Women From Another Planet has some really good stuff, some of it very different from my own experience, but then the ladies who wrote here sound very different from EACH OTHER so I won’t let that bother me too much. Funny, there was one woman who spoke of using Shirley Temple movies to help her learn social skills as a kid. Me too.

I don’t recommend this!

The Shirley Temple School of Social Skills might have flown well in the 1930’s but nowdays, unh unh, no way.

So, yeah back to autism research and the funding of such.

I didn’t watch that comedy telethon thing that contributed proceeds to Autism Speaks, but I caught a really disgraceful performance from the show by the comedian Sacha Baron Cohen posted on Youtube. If you feel like raising your blood pressure a few notches, you can see it at http://www.youtube.com/watch?v=mWilcs0Fse4 .

If you’re not in the mood to watch the whole thing, that’s ok, here’s the part that pisses (yes I said PISSES) me off:

(The host asks if they have telethons in Borat’s home country)

Cohen, as Borat, responds:

Ah, yes, Jonny, we have one like this every years. Last year was for a very similar cause to this one. The money raised was used to construct the (Almahti?) Handicapped Care Centre. It have 300 cages for them to live in and public viewing gallery where for ten (tenga?) you can stare at the strange ones and for 20 you can throw potatoes at them.€

Whoa. Classy, eh? Thank you Borat and Autism Speaks, we really needed that.

Couldn’t they have raised their money without including jokes that insult disabled kids? Are these people totally clueless? And they say WE have poor judgement. Ha.
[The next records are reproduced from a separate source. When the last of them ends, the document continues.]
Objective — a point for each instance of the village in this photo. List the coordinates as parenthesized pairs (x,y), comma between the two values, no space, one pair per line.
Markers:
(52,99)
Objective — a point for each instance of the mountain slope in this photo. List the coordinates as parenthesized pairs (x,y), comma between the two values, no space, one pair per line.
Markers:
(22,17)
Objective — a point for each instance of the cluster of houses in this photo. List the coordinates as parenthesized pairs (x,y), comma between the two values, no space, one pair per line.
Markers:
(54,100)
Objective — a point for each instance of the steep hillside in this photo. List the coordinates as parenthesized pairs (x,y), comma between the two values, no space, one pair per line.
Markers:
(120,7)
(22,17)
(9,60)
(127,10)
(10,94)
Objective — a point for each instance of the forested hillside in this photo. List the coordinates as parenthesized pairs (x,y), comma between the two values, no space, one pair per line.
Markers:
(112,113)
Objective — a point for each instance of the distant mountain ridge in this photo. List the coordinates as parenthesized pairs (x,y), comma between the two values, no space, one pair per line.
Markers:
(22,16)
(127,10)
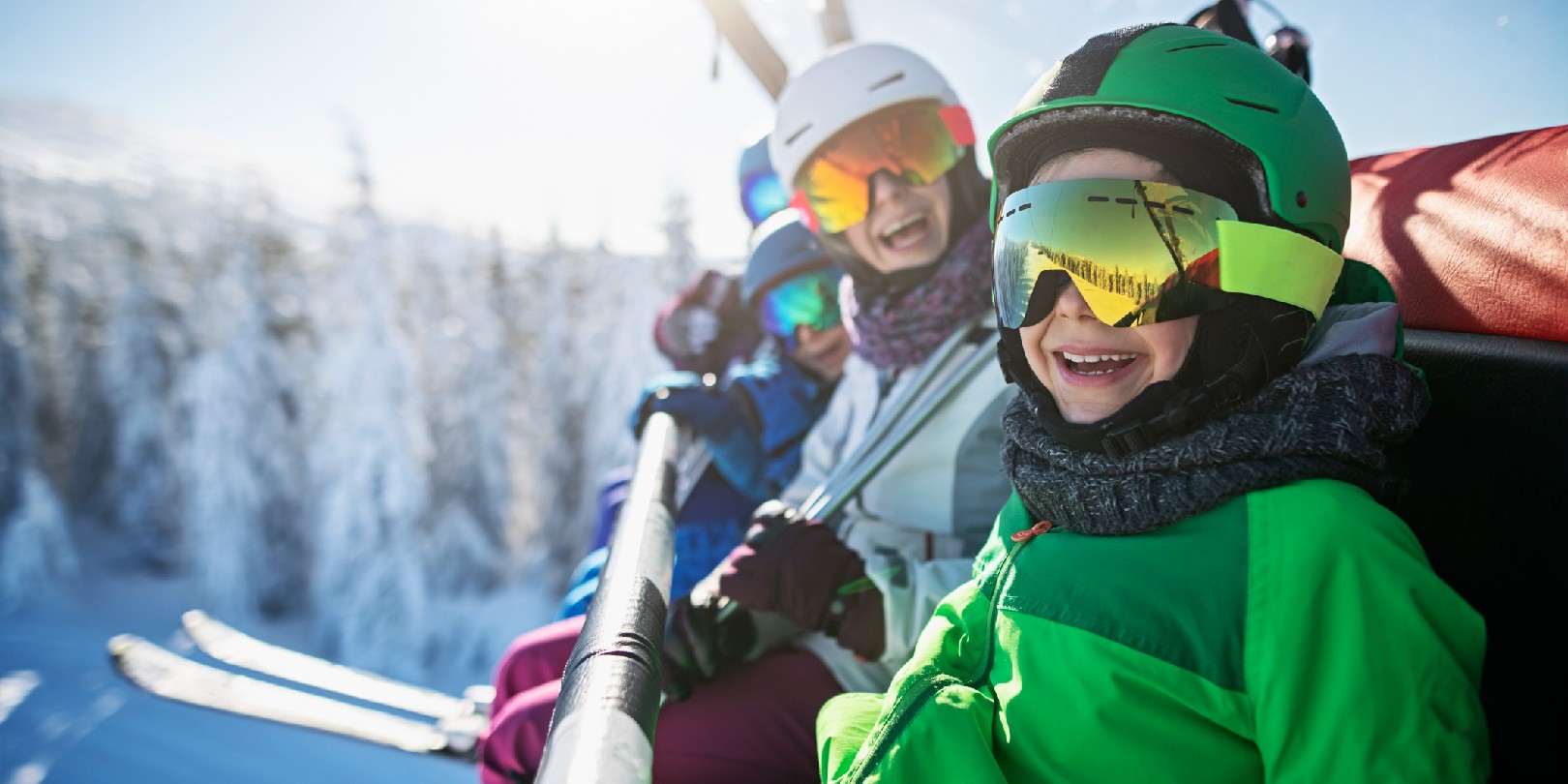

If Sascha Baron-Cohen is really the cuz of Simon Baron-Cohen (surely that’s just a rumour?!?) I do wish they’d have a nice long sit down talk at the next Baron-Cohen fambly picnic and discuss whether it’s ok to make offensive jokes about disabled children. I can’t imagine Simon B-C would approve of jokes like that.

Too bad. I liked Sascha B-C until now, just because he played the part of the lemur king so well in the cartoon
Madagascar.

I don’t like him anymore.

Oh, well, I don’t guess he’ll notice one less fan.

And to think. All that money that’s donated to Autism Speaks from that telethon and many, many other fund raisers is going to add lots more research findings for us to enjoy. I can hardly wait.

Which reminds me - I wonder if they ever found a nematode model of autism? NAAR (now Autism Speaks) was funding research into that a couple of years ago about the most pointless, demeaning thing I can imagine is finding (or creating) an autistic nematode. How the heck are you going to know if it’s autistic, I’d like to know? And even if you KNOW it’s an autistic nematode, what the heck does that have to do with me and my family, either in understanding us or helping us? Don’t answer that, I promise, it’s a rhetorical question

But couldn’t this money be spent in more useful ways?

Eh! Enough of my complaining. go have some quality time with your kids instead!